Some investors and analysts reckoned the Fed's refrain from divulging more on paring stimulus was aimed at stabilizing mortgage rates and other long-term borrowing costs, which spiked after Fed Chairman Ben Bernanke signaled the Fed might do so in testimony on May 22.
Some recent data suggested higher rates have begun to affect home sales and prices.
"Clearly they are ready to taper, but they don't want to see tighter financial conditions. They want to temper that," said Garth Friesen, co-chief investment officer at III Associates, a hedge fund based in Boca Raton, Florida.
The U.S. central bank has been buying $40 billion in mortgage-backed securities a month along with $45 billion in U.S. Treasuries as the pillar of its third bout of quantitative easing, or QE3, in a bid to stimulate the economy and lower unemployment.
While the Fed acknowledged ongoing economic improvement, it raised concerns about risk of low inflation; the Fed has a 2 percent target for inflation.

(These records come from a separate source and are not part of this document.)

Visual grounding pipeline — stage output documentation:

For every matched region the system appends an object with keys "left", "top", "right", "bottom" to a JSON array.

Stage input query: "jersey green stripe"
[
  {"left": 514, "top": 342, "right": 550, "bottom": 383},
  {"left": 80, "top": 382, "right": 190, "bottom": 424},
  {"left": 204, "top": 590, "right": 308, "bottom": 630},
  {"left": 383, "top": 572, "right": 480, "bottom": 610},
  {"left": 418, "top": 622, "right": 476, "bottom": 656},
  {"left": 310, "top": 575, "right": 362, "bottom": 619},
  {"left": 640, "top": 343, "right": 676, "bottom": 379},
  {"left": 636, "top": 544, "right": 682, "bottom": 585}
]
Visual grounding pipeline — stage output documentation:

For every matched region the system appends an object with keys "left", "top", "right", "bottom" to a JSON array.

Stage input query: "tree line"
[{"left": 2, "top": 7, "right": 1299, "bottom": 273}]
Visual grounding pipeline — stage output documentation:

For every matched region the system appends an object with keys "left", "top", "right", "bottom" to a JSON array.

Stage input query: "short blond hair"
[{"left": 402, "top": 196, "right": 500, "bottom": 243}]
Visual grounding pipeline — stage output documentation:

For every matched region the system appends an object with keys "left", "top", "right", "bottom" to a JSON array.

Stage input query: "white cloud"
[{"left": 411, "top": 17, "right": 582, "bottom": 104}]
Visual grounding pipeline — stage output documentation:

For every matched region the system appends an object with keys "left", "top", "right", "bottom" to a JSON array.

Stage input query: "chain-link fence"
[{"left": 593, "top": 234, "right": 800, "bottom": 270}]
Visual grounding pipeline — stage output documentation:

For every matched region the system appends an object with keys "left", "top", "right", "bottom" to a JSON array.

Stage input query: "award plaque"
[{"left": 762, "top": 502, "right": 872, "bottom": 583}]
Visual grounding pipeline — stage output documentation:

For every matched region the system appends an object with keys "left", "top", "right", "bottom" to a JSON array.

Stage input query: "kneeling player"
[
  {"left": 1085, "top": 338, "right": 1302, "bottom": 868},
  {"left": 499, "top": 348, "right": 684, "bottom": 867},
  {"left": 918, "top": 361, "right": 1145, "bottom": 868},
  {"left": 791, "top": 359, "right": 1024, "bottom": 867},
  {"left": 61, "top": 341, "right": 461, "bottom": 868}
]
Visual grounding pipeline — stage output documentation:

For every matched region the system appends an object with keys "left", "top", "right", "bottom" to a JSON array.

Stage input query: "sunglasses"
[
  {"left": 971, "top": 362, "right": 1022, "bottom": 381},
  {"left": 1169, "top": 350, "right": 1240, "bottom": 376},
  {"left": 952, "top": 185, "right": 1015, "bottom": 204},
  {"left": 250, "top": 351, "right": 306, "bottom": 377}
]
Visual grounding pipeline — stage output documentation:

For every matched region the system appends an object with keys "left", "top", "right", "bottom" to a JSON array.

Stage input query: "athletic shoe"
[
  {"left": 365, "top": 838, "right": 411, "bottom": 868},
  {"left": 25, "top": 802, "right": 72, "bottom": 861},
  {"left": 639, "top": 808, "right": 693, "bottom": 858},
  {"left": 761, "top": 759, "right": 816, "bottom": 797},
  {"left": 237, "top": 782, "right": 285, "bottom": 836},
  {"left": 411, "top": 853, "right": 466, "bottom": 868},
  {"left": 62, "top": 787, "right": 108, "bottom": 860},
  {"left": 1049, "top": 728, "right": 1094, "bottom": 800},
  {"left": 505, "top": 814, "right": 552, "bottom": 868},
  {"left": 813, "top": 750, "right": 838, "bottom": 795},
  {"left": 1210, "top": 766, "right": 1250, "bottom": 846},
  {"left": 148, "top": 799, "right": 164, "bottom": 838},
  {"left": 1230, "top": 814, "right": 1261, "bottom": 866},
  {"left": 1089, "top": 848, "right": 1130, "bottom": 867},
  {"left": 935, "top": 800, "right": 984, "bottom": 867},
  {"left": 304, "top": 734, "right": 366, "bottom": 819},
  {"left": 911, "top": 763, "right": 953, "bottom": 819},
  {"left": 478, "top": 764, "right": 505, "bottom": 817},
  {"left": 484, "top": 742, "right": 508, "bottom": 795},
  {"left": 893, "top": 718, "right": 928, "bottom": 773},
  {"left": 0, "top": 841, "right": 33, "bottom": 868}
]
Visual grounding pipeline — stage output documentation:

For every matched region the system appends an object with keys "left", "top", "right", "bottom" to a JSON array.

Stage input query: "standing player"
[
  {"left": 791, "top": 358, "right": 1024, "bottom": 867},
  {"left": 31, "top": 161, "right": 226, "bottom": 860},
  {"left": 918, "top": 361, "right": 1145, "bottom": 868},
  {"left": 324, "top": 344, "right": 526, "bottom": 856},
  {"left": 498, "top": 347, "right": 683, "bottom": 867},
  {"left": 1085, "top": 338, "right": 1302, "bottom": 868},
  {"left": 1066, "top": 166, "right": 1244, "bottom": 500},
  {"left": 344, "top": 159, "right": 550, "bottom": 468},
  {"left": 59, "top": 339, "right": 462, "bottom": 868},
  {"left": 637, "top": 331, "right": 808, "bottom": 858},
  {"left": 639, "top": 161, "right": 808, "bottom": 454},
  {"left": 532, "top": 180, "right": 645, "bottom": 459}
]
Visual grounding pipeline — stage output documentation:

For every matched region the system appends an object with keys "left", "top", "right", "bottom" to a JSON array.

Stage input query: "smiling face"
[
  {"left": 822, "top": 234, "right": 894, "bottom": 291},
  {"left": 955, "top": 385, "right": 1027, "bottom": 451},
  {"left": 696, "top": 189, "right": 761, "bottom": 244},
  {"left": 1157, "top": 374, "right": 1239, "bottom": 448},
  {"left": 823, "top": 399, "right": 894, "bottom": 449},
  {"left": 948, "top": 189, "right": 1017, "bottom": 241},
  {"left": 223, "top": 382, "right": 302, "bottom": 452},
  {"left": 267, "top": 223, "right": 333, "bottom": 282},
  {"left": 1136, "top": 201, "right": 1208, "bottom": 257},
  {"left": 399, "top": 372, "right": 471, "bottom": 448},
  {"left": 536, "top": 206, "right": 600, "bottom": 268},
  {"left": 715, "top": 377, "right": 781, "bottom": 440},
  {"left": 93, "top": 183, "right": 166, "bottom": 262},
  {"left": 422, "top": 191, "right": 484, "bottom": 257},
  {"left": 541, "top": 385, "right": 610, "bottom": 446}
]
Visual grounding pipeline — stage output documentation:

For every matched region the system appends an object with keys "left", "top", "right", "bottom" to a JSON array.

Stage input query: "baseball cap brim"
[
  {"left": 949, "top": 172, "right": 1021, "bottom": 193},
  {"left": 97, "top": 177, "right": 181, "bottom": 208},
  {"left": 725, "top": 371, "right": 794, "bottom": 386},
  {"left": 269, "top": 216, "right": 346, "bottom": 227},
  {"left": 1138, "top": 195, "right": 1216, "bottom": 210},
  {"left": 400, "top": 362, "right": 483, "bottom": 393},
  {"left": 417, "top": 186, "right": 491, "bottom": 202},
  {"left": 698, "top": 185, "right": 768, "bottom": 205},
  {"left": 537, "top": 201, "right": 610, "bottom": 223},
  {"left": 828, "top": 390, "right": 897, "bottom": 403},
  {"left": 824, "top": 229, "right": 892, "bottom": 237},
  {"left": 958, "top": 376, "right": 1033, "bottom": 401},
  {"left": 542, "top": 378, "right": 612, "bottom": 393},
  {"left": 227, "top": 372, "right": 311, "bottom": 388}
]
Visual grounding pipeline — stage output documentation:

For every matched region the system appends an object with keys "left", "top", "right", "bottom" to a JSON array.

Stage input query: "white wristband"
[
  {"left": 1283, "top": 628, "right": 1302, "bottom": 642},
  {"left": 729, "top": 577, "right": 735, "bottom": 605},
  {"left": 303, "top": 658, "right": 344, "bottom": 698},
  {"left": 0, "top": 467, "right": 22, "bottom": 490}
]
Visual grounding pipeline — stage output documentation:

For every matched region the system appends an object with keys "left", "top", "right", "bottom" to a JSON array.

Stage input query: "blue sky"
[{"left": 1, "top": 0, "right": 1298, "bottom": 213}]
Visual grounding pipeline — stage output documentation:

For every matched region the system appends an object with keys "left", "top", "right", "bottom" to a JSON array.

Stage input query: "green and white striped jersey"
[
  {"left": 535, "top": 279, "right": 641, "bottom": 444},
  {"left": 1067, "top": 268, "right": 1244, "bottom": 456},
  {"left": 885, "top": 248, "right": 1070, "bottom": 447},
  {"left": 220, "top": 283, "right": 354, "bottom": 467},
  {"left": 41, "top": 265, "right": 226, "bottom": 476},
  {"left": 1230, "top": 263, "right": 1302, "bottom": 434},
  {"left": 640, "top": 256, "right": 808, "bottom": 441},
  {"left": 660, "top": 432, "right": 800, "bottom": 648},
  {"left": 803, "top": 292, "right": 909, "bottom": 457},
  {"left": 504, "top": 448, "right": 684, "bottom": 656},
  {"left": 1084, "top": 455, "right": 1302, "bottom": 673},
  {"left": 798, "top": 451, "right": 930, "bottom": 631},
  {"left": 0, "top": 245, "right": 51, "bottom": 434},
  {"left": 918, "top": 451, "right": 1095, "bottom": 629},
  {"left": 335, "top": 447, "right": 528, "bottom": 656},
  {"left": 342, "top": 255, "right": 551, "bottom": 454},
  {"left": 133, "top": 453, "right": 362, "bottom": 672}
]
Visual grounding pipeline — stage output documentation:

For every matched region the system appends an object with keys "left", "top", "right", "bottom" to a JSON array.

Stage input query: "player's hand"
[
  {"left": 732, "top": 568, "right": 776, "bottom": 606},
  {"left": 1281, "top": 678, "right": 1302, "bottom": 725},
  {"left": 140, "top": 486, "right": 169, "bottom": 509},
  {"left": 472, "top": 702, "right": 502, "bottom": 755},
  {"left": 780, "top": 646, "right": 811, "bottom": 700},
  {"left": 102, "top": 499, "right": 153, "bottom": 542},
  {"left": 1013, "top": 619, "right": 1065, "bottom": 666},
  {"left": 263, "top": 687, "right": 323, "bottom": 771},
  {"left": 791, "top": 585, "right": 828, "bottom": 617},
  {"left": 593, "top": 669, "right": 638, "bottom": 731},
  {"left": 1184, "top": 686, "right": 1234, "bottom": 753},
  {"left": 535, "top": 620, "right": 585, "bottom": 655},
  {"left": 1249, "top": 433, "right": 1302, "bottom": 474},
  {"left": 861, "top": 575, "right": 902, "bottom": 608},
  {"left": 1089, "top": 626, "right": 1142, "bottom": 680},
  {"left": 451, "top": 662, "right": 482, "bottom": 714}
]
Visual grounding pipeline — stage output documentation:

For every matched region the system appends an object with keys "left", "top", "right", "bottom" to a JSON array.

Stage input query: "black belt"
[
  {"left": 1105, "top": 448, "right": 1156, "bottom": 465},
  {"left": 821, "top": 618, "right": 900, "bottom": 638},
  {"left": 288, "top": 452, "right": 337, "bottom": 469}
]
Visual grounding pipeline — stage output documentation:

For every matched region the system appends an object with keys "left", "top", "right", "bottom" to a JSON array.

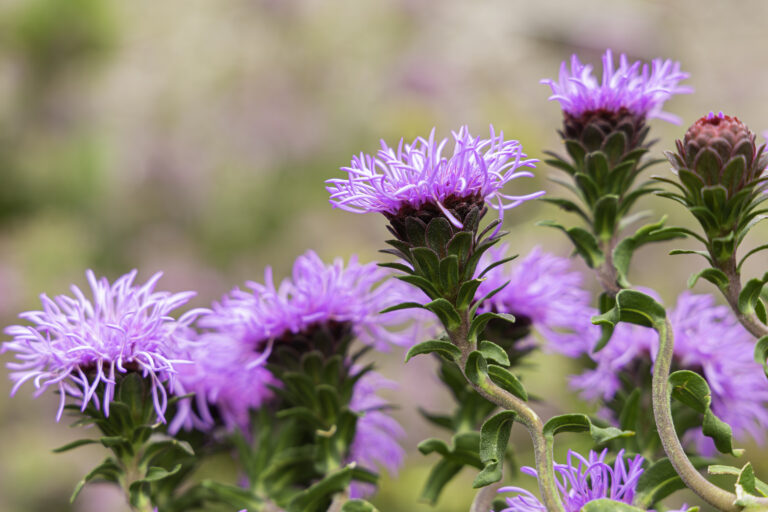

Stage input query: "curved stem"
[
  {"left": 653, "top": 319, "right": 739, "bottom": 512},
  {"left": 449, "top": 314, "right": 566, "bottom": 512},
  {"left": 721, "top": 261, "right": 768, "bottom": 339}
]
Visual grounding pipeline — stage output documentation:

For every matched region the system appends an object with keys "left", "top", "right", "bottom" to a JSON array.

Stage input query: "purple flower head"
[
  {"left": 200, "top": 250, "right": 425, "bottom": 352},
  {"left": 571, "top": 292, "right": 768, "bottom": 454},
  {"left": 2, "top": 270, "right": 205, "bottom": 422},
  {"left": 542, "top": 49, "right": 692, "bottom": 123},
  {"left": 169, "top": 332, "right": 279, "bottom": 434},
  {"left": 347, "top": 370, "right": 405, "bottom": 498},
  {"left": 476, "top": 245, "right": 598, "bottom": 358},
  {"left": 498, "top": 448, "right": 644, "bottom": 511},
  {"left": 326, "top": 126, "right": 542, "bottom": 228}
]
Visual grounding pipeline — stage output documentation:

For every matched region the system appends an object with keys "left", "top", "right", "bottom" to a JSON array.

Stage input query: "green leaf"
[
  {"left": 612, "top": 216, "right": 686, "bottom": 287},
  {"left": 405, "top": 340, "right": 461, "bottom": 363},
  {"left": 542, "top": 413, "right": 633, "bottom": 445},
  {"left": 592, "top": 289, "right": 666, "bottom": 330},
  {"left": 592, "top": 292, "right": 616, "bottom": 353},
  {"left": 540, "top": 197, "right": 590, "bottom": 223},
  {"left": 637, "top": 457, "right": 710, "bottom": 507},
  {"left": 581, "top": 499, "right": 646, "bottom": 512},
  {"left": 420, "top": 459, "right": 464, "bottom": 505},
  {"left": 439, "top": 255, "right": 460, "bottom": 293},
  {"left": 754, "top": 336, "right": 768, "bottom": 379},
  {"left": 379, "top": 302, "right": 425, "bottom": 313},
  {"left": 469, "top": 312, "right": 515, "bottom": 342},
  {"left": 478, "top": 340, "right": 510, "bottom": 366},
  {"left": 709, "top": 464, "right": 768, "bottom": 497},
  {"left": 286, "top": 465, "right": 354, "bottom": 512},
  {"left": 411, "top": 247, "right": 441, "bottom": 282},
  {"left": 53, "top": 438, "right": 99, "bottom": 453},
  {"left": 593, "top": 195, "right": 619, "bottom": 240},
  {"left": 464, "top": 351, "right": 489, "bottom": 390},
  {"left": 687, "top": 268, "right": 729, "bottom": 291},
  {"left": 487, "top": 365, "right": 527, "bottom": 401},
  {"left": 456, "top": 278, "right": 485, "bottom": 311},
  {"left": 424, "top": 298, "right": 462, "bottom": 330},
  {"left": 342, "top": 500, "right": 380, "bottom": 512},
  {"left": 739, "top": 272, "right": 768, "bottom": 321},
  {"left": 426, "top": 217, "right": 453, "bottom": 256},
  {"left": 539, "top": 220, "right": 604, "bottom": 268},
  {"left": 473, "top": 411, "right": 516, "bottom": 488},
  {"left": 669, "top": 370, "right": 744, "bottom": 457},
  {"left": 71, "top": 457, "right": 121, "bottom": 502}
]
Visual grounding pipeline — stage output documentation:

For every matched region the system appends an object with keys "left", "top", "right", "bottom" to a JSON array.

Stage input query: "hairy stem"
[
  {"left": 653, "top": 319, "right": 739, "bottom": 512},
  {"left": 596, "top": 238, "right": 621, "bottom": 296},
  {"left": 449, "top": 314, "right": 565, "bottom": 512}
]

"Inflation is well below the Fed's target and could be detrimental to the economy. This could change when and how quickly the Fed would reduce its bond purchases," said Craig Dismuke, chief economic strategist with Vining Sparks in Memphis, Tennessee.
Even so, Dismuke and Friesen said the latest Fed statement was not a game-changer. The Fed has not ruled out the possibility it might pare bond purchases later this year.
"The Committee is prepared to increase or reduce the pace of its purchases to maintain appropriate policy accommodation as the outlook for the labor market or inflation changes," the Federal Open Market Committee, the central bank's policy-setting group, said in the statement after its two-day meeting.
On the open market, 30-year 3.5-percent coupon MBS supported by loans guaranteed by Fannie Mae were 8/32 higher in price with a yield of 3.25 percent, down 7 basis points from late Tuesday.
Prior to the Fed statement, the same issue was 9/32 lower in price with a yield at about 3.40 percent.
The Fed's perceived market-friendly statement also spurred buying in other types of bonds.
Benchmark 10-year Treasury notes were up 6/32 in price with a yield of 2.58 percent, down 2 basis points from late on Tuesday.
Earlier Wednesday, the Mortgage Bankers Association said interest rates on 30-year fixed-rate mortgages averaged 4.58 percent last week, unchanged from the prior week and after hitting a two-year high in early July.